La cifra de estudiantes afectados tras consumir leche con chocolate del desayuno escolar en el centro educativo Fernando Valerio, en Villa González, provincia Santiago, aumentó de 22 a 68, según informó el director del plantel, Wilfredo Cabrera.
A los estudiantes se suma una docente, para un total de 69 personas que presentaron algún tipo de malestar.
De acuerdo con Cabrera, los primeros síntomas comenzaron aproximadamente una hora después de que se inició la distribución del producto.
La leche comenzó a repartirse alrededor de las 8:30 de la mañana y entre las 9:15 y 9:30 los niños comenzaron a presentar dolor o malestar estomacal, vómitos y, en algunos casos, diarrea.
Ante la situación, el personal del centro recurrió al sistema de emergencias 911 para trasladar a los menores a un centro de salud.

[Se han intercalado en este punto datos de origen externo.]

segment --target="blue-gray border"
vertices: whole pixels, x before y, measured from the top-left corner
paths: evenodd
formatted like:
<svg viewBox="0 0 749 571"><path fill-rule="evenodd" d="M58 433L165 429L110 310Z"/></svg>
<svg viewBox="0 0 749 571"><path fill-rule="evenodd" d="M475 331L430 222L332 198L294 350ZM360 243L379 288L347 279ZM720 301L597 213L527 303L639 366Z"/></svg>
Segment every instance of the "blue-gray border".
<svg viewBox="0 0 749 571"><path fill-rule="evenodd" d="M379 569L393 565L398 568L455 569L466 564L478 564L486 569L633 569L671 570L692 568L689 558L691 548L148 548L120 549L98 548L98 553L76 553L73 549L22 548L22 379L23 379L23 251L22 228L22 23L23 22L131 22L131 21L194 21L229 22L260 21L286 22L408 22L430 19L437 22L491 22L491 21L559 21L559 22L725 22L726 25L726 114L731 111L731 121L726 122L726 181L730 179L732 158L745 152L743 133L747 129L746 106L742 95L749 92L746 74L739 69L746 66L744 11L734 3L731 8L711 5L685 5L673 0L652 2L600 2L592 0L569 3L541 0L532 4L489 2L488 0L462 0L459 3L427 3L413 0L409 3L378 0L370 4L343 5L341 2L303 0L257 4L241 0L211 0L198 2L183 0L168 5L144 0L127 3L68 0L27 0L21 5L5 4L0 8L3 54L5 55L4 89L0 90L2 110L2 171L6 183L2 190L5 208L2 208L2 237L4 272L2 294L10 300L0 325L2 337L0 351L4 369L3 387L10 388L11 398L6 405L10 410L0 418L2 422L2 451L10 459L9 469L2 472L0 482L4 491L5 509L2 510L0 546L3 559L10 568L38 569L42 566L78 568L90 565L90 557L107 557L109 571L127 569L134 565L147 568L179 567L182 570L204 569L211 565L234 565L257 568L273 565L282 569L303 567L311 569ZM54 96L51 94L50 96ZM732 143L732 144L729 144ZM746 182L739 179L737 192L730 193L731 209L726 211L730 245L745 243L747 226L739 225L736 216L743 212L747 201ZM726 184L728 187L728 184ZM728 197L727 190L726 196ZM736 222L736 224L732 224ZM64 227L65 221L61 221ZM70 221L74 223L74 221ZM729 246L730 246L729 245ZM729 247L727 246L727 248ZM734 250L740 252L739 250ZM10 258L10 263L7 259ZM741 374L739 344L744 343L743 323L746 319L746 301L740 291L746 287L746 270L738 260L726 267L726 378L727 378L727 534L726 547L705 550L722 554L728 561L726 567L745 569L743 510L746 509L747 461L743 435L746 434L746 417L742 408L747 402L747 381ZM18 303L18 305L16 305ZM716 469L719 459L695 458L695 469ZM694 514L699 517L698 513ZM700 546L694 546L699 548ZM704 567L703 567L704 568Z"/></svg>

“Ayer tuvimos 24 niños”, explicó inicialmente Cabrera, quien posteriormente indicó que un nuevo levantamiento realizado este miércoles permitió identificar a otros estudiantes que habían regresado a sus hogares y cuyos padres tuvieron que llevarlos a recibir atención médica.
Suspenden entrega de la leche
El director explicó que el centro suspendió inmediatamente la distribución del producto y comunicó la situación al suplidor.
Posteriormente, el director distrital correspondiente también dispuso la suspensión de la entrega de la leche con chocolate hasta nuevo aviso.
Mientras se determina qué provocó los malestares, equipos del Instituto Nacional de Bienestar Estudiantil (INABIE) y del Ministerio de Salud Pública acudieron al centro educativo para investigar el caso.
Además de la leche con chocolate, las autoridades también evalúan otro alimento que acompañaba el desayuno escolar, identificado como coconete.
La leche llegó temprano al centro
Cabrera explicó que el producto llegó al plantel entre las 6:00 y 6:20 de la mañana, mientras que su distribución comenzó aproximadamente a las 8:30.
El centro cuenta con un freezer para refrigerar los alimentos, aunque el director explicó que una parte del producto es colocada en un carrito para llevarla directamente a las aulas mientras otra permanece refrigerada.
Según Cabrera, cuando la leche fue entregada a los estudiantes se sentía fría y no presentaba signos visibles de descomposición.
Sin embargo, los malestares posteriores llevaron al centro a suspender su distribución.
Hasta la mañana de este miércoles, ninguno de los estudiantes permanecía ingresado, según informó el director, quien destacó la rápida atención recibida en el hospital.
El caso continúa bajo investigación para determinar si existe una relación entre el consumo del producto y los síntomas presentados por los estudiantes.